The Government Accountability Office (GAO) reports that U.S. Immigration and Customs Enforcement (ICE) met its goal to expand the 287(g) program. The 287(g) program authorizes ICE to enter into agreements with state and local law enforcement agencies to assist with enforcing immigration laws. The program expanded from 35 agreements in January 2017 to 150 as of September 2020.
However, GAO found that ICE has not established performance goals that cover all program activities, such as ICE’s oversight of its law enforcement agency (LEA) partners, or measures to assess the program’s performance, such as the percentage of LEA partners in compliance with annual training requirements.

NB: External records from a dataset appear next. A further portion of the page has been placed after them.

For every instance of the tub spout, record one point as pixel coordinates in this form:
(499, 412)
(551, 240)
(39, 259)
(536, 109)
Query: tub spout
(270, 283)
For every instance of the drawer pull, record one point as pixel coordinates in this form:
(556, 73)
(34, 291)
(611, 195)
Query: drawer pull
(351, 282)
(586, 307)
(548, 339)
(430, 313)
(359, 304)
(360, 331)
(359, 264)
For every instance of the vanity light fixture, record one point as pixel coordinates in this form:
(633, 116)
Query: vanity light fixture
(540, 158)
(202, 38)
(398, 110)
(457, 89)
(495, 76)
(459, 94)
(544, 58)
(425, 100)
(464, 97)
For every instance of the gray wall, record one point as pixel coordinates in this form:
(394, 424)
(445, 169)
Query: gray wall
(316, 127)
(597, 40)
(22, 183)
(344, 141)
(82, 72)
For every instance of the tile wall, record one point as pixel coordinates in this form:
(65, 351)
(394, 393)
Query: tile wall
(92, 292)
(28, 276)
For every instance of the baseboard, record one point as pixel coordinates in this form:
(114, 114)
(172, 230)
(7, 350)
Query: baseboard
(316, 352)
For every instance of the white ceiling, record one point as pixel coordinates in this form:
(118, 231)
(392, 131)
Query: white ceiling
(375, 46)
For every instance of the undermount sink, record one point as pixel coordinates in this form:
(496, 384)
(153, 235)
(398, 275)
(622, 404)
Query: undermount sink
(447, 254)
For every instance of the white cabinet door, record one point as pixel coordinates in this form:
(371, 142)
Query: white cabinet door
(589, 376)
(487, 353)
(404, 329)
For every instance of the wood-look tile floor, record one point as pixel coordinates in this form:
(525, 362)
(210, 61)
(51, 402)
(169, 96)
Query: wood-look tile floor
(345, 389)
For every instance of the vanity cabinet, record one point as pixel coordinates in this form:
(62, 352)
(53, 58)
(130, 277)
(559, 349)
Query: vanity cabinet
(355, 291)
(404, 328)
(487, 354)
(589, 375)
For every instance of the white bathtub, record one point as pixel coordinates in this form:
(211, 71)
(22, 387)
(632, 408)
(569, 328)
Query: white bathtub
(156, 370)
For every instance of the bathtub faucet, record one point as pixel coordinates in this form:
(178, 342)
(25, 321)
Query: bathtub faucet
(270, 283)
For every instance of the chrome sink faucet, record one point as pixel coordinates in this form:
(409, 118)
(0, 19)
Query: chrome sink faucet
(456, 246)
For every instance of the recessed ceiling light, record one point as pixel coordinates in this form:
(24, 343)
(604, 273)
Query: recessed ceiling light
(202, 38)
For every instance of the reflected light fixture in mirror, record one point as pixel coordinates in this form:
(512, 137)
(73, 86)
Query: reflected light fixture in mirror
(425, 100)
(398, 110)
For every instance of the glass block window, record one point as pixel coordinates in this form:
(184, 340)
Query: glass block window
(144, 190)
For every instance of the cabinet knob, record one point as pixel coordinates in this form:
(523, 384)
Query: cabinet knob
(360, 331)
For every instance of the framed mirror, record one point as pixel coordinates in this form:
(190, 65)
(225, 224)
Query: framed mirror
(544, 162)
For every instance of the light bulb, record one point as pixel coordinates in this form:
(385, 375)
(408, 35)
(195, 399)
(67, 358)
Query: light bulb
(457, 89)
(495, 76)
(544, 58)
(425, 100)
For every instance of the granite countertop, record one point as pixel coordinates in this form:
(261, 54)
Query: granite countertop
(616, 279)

ICE considers a number of factors, such as LEAs’ capability to act as an ICE force multiplier, when reviewing their suitability to join the program; however, ICE has not assessed how to optimize the use of its resources and program benefits to guide its recruitment of future 287(g) participants. For example, ICE has two models in which LEAs can participate with varying levels of immigration enforcement responsibilities. In the Jail Enforcement Model (JEM), designated state or local officers identify and process removable foreign nationals who have been arrested and booked into the LEA’s correctional facility, whereas in the Warrant Service Officer (WSO) model, the designated officers only serve warrants to such individuals. However, ICE has not assessed the mix of participants for each model that would address resource limitations, as each model has differing resource and oversight requirements. GAO said that by assessing how to leverage its program resources and optimize benefits received, ICE could approach recruitment more strategically and optimize program benefits.
ICE uses a number of mechanisms to oversee 287(g) JEM participants’ compliance with their agreements, such as conducting inspections and reviewing reported complaints. However, at the time of GAO’s review, ICE did not have an oversight mechanism for participants’ in the WSO model. For example, ICE did not have clear policies on 287(g) field supervisors’ oversight responsibilities or plan to conduct compliance inspections for WSO participants. An oversight mechanism could help ICE ensure that WSO participants comply with their 287(g) agreement and other relevant ICE policies and procedures.
GAO recommends that ICE establish performance goals and related performance measures; assess the 287(g) program’s composition to help leverage its resources and optimize program benefits; and develop and implement an oversight mechanism for the WSO model.
DHS concurred with the recommendations and stated that ICE is developing a 287(g) strategic plan that will outline the program’s goals, objectives, and performance measures. In addition, ICE is developing oversight mechanisms to monitor the programs.